The English Department (legends that they are) organised a talk for us finalists after the last pieces of work had been given in, and it was lovely (despite my needing the toilet for the duration) as they outlined what we had all achieved in our time on the course. I had never really thought about it, but I have worked bloody hard at this - most of the time - and I couldn't help but feel proud that I'd seen it through to the end, and so far done a pretty decent job. What did not help, however, was everyone around me raising their hands when asked 'Who has solid plans for when they leave?' I'd like a plan. The free wine following the talk helped make me forget about this for a while though, which was nice. Especially as it was poured by my lecturers (one of which I think may have made a start on the wine beforehand, she's great! I seem to like brackets in this post.)
This was another thing that hit me - it's just typical that, unlike secondary school which I got so bored of, couldn't wait to leave, and unfortunately run into people that went there all the time, I have to leave university after a much shorter time, where I have loved being, met some amazing people, and finally just about feel like I know what I'm doing...what's up with that?! Oh well, if I try to put a good spin on it all I suppose I've been so lucky in experiencing any of this at all, and I can stay in touch with the people that matter once it's all done. Yes, I like that thinking.
For now though, I will try and take advantage of my freedom watching some crappy TV whilst doodling whatever comes into my head, as I miss it. After that, I guess I should spend some time thinking up one of these plan things that everyone else seems to have...I wonder what I was doing when they were all thinking of theirs?
Congratulations! It's a great feeling, isn't it? My housemates are quite sore with me too, but I'm sure they all love you, really. Just be sure to take care when coming back after a night out (that is of course, unless they're silly, in which case I wholeheartedly encourage you to make a lot of noise).
ReplyDeleteFor that matter, ellipses are awesome. Don't let anyone ever tell you otherwise.
I'm really glad I went to the talk as well. I was very much under the impression that my degree was only a collection of all-nighters and last-minute botch jobs, but think of how well you must know the subject now. I cursed the dreaded rule that made us pick at least one unit from each time period, but I'm really glad they enforced it, now. The course was an amazing overview of English, and I'd wager you have a pretty good idea of what happened in the grand scheme of things, when it comes to literature.
I wouldn't worry about life after uni. In fact, I think you're further along than most people.

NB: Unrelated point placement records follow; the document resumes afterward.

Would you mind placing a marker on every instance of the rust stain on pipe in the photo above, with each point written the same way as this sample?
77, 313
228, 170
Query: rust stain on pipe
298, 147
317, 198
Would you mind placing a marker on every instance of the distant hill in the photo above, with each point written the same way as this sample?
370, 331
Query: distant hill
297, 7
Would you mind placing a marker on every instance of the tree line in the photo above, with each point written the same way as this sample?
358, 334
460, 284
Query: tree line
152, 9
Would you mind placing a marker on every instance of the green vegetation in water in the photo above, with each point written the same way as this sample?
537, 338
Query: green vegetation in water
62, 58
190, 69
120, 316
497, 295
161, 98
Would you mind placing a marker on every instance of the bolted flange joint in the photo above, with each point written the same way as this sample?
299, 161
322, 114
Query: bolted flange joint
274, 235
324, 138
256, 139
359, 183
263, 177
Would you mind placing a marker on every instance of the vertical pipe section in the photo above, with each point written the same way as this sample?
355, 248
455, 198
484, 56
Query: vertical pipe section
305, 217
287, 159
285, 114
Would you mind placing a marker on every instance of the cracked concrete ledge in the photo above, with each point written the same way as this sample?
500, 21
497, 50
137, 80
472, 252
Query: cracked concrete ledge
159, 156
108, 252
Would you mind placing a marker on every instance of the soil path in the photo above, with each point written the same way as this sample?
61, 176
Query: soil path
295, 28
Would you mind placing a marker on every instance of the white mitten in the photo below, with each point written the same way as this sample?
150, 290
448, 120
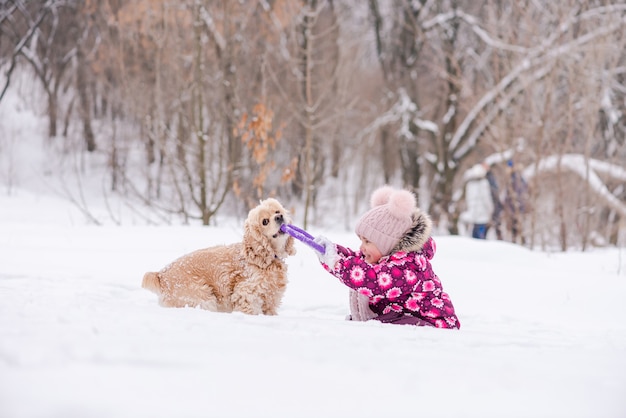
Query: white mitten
360, 307
330, 256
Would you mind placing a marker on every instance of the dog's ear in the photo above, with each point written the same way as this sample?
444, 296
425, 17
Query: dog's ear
256, 247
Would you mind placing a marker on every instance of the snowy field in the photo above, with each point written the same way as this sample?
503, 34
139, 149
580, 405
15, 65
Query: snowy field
543, 335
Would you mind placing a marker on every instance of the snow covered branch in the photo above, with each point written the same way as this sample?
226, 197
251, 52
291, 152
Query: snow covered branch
587, 169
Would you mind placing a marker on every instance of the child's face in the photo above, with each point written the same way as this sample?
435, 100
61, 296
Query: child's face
369, 250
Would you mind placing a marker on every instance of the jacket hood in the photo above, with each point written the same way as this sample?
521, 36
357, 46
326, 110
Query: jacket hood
417, 235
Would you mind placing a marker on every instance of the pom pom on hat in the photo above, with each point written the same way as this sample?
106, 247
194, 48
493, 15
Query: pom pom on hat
389, 219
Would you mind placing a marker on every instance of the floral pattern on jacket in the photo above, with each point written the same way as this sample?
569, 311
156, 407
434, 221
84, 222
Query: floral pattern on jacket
403, 282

You seem to have a good idea of where you want to go, you just need to figure out how to get there. There are absolutely loads of ways to get into journalism, you just need to pick one (or many!) and start giving it all you've got, to get your face (and blog) on the map.
A friend brought up recently that with the advent of Web 2.0, and the upsurge in popularity of social networking, particularly Facebook, it's going to be quite hard not to keep in touch with all your friends. I completely agree with him. Sure, we won't be in the same place as each other, but I'm really looking forward to seeing what people end up doing with themselves.
Dearie me. I've gone all sentimental all of a sudden. Enjoy your time off, while it lasts. Make the most of it. :)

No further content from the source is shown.